The Alaska team’s federal permit only allowed it to engage with Twain for 20 minutes, and when they stopped the playback, “she basically called three times as she was moving away and then stopped,” McCowan said.
“It’s like, ‘where’d you go, my new friends? Where’d you go?’” Sharpe speculated.
While female humpbacks communicate in “thrruups” and “bloops,” only males sing in the haunting tones that travel so well through the depths, and there is debate over whether they are more like singers in a seductive boy band or rivals in a rap battle.
Carl Sagan was among the generation who believed they are mating calls like those of birds.
“But then that hypothesis has very little evidence behind it,” researcher Natalia Botero-Acosta told CNN while taking crossbow biopsies off the Pacific coast of Columbia. “So, there’s this whole different set of hypotheses, that it is a mechanism for males to interact with each other and maybe arrange those competitive groups. Or that it can promote ovulation for females.”
“I work with a couple of these projects that are trying to use AI to understand the context and the meaning to animal communication, but I don’t have a need to talk to a whale,” Friedlaender said when asked about the possibilities. “A whale shouldn’t have to tell us ‘Here’s all the things you’re doing to screw us.’”
“If I could talk to a whale, I’d say ‘Sorry,’” Friedlaender added.

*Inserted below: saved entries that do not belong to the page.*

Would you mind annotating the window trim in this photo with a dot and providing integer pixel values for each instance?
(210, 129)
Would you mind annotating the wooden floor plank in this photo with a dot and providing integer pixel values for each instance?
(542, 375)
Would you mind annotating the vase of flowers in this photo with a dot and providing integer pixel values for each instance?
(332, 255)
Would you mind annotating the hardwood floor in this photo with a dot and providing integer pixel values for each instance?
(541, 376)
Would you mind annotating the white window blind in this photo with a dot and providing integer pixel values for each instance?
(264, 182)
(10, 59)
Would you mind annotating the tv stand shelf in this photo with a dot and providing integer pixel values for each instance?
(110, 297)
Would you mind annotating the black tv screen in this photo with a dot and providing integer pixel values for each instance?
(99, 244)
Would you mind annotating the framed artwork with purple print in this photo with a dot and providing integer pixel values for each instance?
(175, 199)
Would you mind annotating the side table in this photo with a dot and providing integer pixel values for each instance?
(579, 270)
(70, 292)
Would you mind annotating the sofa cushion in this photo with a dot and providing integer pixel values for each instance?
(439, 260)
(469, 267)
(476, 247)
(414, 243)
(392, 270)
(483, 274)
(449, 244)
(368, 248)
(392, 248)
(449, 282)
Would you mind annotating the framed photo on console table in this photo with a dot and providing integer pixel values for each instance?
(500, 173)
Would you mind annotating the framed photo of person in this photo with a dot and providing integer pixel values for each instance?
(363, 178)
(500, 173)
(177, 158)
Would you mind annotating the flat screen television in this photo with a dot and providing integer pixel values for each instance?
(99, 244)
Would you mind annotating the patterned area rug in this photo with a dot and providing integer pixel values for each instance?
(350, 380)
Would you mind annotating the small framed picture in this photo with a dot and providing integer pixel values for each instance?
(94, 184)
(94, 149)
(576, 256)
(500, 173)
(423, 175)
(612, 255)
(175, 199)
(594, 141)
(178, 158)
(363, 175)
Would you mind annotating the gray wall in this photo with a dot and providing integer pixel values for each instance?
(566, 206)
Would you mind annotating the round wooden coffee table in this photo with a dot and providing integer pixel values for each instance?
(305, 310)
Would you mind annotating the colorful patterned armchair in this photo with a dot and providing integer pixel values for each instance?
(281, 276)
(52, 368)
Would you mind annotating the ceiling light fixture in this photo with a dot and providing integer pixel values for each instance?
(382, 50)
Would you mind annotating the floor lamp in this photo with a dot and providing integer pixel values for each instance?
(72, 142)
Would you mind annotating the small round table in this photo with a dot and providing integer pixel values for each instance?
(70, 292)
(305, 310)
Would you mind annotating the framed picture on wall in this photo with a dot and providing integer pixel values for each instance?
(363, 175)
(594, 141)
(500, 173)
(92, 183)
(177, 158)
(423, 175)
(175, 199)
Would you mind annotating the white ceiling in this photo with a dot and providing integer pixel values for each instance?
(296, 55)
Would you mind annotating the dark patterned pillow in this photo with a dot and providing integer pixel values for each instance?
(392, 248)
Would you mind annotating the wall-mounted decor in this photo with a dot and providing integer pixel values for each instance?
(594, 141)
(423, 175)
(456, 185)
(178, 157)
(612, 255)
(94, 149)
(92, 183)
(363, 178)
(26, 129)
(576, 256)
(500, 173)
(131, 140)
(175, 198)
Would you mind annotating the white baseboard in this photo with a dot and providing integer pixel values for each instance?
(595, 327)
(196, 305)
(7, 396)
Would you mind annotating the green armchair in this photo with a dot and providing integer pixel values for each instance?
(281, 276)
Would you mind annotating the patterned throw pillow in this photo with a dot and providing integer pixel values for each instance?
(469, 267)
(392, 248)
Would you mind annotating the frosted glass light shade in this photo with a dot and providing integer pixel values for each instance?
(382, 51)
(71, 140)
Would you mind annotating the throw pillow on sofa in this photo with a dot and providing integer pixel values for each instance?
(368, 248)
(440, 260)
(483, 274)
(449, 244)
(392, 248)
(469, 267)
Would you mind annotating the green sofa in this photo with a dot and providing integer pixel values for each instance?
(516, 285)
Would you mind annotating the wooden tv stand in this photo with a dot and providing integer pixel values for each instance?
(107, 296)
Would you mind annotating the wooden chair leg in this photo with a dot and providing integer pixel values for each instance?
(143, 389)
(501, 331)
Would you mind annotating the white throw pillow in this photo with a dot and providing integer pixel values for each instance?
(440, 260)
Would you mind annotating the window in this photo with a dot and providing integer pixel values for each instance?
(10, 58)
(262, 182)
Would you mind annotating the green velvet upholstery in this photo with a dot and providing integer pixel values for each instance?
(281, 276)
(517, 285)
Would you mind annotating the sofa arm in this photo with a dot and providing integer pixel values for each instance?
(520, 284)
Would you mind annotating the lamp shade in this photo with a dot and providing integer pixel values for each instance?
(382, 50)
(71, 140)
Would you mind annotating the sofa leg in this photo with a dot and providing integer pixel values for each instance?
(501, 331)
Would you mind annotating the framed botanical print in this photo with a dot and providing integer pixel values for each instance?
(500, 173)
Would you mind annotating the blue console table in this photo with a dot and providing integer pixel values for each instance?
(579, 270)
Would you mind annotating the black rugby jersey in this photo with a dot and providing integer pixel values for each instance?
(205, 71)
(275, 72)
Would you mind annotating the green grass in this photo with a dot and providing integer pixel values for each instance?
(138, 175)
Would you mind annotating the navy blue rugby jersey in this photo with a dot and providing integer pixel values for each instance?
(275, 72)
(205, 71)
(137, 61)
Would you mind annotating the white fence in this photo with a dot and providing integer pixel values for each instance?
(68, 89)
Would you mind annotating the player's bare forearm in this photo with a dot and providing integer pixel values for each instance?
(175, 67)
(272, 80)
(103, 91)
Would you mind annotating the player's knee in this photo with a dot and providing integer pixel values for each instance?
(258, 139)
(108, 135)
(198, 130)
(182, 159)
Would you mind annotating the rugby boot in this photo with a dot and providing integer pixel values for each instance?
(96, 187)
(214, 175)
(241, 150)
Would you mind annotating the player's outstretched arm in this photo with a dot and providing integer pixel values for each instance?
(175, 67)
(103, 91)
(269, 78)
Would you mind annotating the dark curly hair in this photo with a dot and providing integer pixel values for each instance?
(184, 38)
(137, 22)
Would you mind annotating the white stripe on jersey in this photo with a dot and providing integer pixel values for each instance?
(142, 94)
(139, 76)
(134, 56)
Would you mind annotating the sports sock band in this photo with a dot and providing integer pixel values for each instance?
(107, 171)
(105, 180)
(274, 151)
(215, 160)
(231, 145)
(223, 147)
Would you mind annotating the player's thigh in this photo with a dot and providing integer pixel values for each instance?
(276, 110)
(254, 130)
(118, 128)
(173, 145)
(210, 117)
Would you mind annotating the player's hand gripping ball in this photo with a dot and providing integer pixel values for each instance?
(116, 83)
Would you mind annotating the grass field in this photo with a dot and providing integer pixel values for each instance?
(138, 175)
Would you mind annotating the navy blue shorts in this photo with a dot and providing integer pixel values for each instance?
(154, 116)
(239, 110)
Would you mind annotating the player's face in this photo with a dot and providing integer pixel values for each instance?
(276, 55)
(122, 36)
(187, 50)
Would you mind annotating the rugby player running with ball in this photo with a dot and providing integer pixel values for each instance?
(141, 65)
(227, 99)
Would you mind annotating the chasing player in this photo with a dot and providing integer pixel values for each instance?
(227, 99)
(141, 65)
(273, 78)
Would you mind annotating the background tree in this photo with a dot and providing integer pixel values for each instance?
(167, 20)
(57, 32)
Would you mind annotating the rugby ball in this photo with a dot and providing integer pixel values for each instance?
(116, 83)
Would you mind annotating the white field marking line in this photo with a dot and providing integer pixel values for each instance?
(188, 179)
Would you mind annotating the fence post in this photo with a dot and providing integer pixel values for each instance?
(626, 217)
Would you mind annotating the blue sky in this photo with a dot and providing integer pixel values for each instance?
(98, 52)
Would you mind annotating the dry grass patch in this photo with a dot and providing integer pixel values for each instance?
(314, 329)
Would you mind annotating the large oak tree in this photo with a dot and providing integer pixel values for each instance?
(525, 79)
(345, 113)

While in Antarctica, he was giddy with the news that the first-ever Global Oceans Treaty had passed in the United Nations, creating a framework to protect 30% of the oceans by 2030, including key whale migration corridors. But almost a year later, only one country has ratified it.
“We are seeing countries start to ratify it, but it’s urgent we move fast,” Johnson said. “As soon as 60 countries ratify it, it enters into force. Last week Palau was the first, with Chile and the Maldives soon to do so. We’re hopeful others will ratify soon.”
At times, such diplomacy can feel as whimsical as launching golden records of whale song out of the galaxy.
“Many, if not most of our messages will be indecipherable,” Carl Sagan wrote of the Voyager message. “But it is important to try.”
People saved the whales once. By doing it again, the experts say, humankind will enjoy the added benefit of saving itself.